Статус-кво воспроизводится благодаря самоисполняющимся пророчествам стратегических планов, обусловленных нехваткой средств и вынужденных заниматься реализацией грандиозных идей в сжатые сроки. Нынешняя система управления университетами недофинансирует то, в чем больше всего нуждается стареющая Америка: фундаментальные исследования и развитие, устойчивое знание культур и языков за пределами Америки/английского языка, а также глубокое, критическое понимание американской и глобальной истории (Лай, Ньюфилд и Вернон). Работа над национальным прошлым - это проект всего университета и всего общества. Он медленный, дорогой, противоречивый и абсолютно необходимый. Статус-кво также воспроизводится, когда исторические гуманитарные науки - единственное место, где американских студентов просят задуматься о смысле прошлого, - маргинализируются и отделяются от естественных наук и профессий.

Несомненно, для университетского гуманиста кажется вполне предсказуемым, возможно, даже корыстным, призывать к ревитализации постгегемониальной Америки путем инвестирования в... университетские гуманитарные науки.

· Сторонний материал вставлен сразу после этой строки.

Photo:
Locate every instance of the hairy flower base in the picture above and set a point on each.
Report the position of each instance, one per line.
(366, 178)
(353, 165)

Вопрос о месте американского общества в истории становится все более актуальным в связи с тектоническими сдвигами в статусе Америки как сокращающейся сверхдержавы. И вопрос о смысле жизни нации или о ее предназначении не может быть решен только техническими и практическими решениями.

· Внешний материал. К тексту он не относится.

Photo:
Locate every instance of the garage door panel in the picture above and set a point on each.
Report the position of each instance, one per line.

Работа общественных гуманитарных наук сейчас заключается в том, чтобы вдохновить читателей, студентов и граждан думать о прошлом не как о данном, а как о сделанном. Американцам не хватает, но они отчаянно хотят нового определения свободы, которое не сводилось бы к токсичному индивидуализму. Им нужен новый набор историй, которые могли бы обозначить цель Америки, выходящую за рамки глобального превосходства. Упадок был американской навязчивой идеей со времен пури-танов - призрачная история об утраченной целостности, уменьшенном величии, оставленных обещаниях. Незавершенное дело становления Америки теперь зависит от воспоминаний о чем-то лучшем, чем завоевание мира и угасающее господство. Оно зависит от того, как снова рассказать историю американской демократии. Лучшие идеи, по словам Стюарта Холла, должны прийти на смену плохим. Это не волшебство.

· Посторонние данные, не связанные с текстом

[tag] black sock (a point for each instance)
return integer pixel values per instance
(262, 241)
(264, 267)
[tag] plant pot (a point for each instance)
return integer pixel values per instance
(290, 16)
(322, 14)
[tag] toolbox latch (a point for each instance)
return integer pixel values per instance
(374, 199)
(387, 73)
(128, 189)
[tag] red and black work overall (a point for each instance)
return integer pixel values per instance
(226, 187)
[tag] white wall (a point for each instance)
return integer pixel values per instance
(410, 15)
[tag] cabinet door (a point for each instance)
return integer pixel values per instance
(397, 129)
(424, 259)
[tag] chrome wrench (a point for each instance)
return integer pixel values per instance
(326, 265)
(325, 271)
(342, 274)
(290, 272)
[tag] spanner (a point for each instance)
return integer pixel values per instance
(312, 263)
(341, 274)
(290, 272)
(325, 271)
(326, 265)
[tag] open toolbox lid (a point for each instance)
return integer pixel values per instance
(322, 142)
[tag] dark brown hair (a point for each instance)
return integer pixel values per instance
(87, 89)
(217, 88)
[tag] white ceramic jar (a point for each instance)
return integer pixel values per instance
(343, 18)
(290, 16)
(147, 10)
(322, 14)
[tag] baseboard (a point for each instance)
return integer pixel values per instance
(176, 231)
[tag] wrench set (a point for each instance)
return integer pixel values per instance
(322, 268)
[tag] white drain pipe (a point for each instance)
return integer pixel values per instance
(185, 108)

Независимо от того, что ждет нас в будущем, американцы должны требовать активной реинтеграции технических и исторических знаний, STEM, бизнеса, профессий и гуманитарных наук. Рассмотрим контекстуальную силу самого известного из имеющихся у нас высказываний о дезинтеграции научных и культурных знаний - "Две культуры" К. П. Сноу (1959). Сноу хотел модернизировать британское образование, заменив старую концепцию правящего класса о классическом обучении на более техническую и научную подготовку.

Мы должны настаивать на исторической грамотности как на неотъемлемой цели современного гуманистического образования. Ценности викторианского правящего класса слишком долго сохранялись в Великобритании, блокируя путь к технологической грамотности. В США ситуация аналогичная, но обратная: Технократические ценности времен холодной войны слишком долго сохранялись, преграждая путь к гражданской активности и исторической грамотности. Сноу понял, что проблема заключается в растущей трещине между технологией и культурой. Он блестяще осмыслил поразительные параллели, связывающие венецианскую и британскую власть в периоды их триумфа и упадка:

Как и нам, венецианцам когда-то сказочно повезло. Они разбогатели, как и мы, случайно... Они так же ясно, как и мы, понимали, что течение истории стало течь против них. Многие из них задумались о том, как продолжить свой путь. Это означало бы сломать шаблон, в котором они выкристаллизовались. Они любили эту модель, как мы любим свою. Они так и не нашли в себе силы сломать его. (42)


Трудно представить себе лучший комментарий к американскому настоящему. Удача и власть заморозили американское мышление в шаблон. Многие любят этот шаблон, но он принадлежит прошлому.